I can pour my heart and soul out in 140 characters or less. Or I can rant endlessly in a Facebook status. No matter what the emotion may be, Twitter and Facebook are always there for me. I feel a sense of relief once I hit send from my phone, or after I hit tweet when I’m online.

When it comes to my updates that are more personal and emotional than they are informative or professional, I do not care if my followers read or reply to those tweets. I just care that I was able to vent. With these sites I can express what I am feeling at any time during the 24 hour day, and because these sites are not human, I do not have to worry about being judged or being told that I am wrong.

I told a friend about my withdrawal feeling, and she asked if I thought about starting to journal again. My response was no. I have become so used to typing out my thoughts and feelings, that journalling never really crossed my mind. It seems like it takes too much time and isn’t as efficient as using the Web.

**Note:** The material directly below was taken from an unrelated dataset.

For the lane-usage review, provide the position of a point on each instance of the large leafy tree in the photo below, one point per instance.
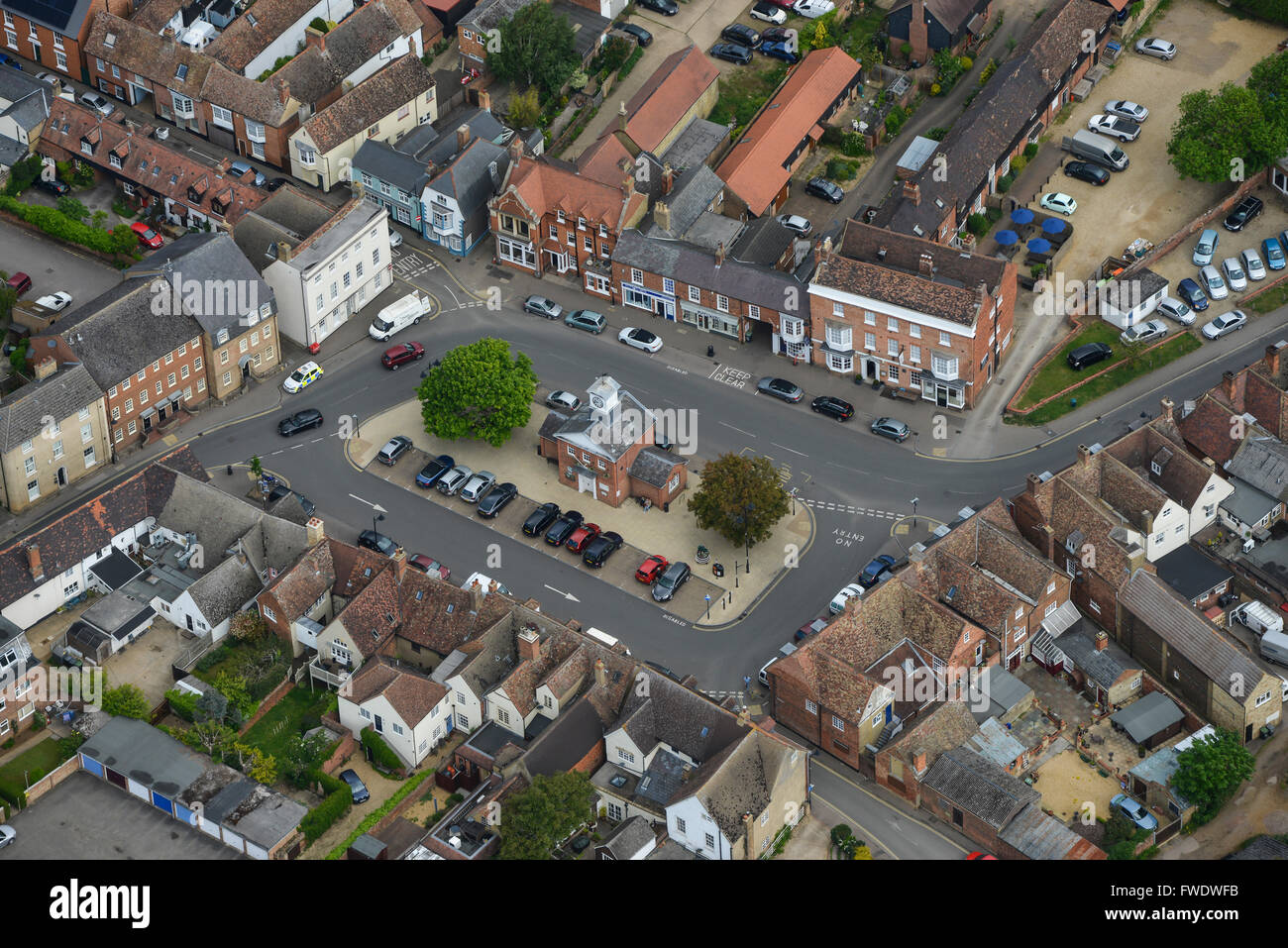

However, I think if I want to save myself some sanity, I will invest in a notebook to compose all of my urgent thoughts. Although I am sure that I will continue to struggle with this because I have to deal with my own thoughts, I also feel as though I will benefit from the discipline in the end.

I cannot say how much longer I will try to continue this pursuit, but I know for sure that I will keep you updated and let you know the final outcome of my sanity once the end of this journey and I meet.

1 comment about "Taking Self-Disciplinary Action".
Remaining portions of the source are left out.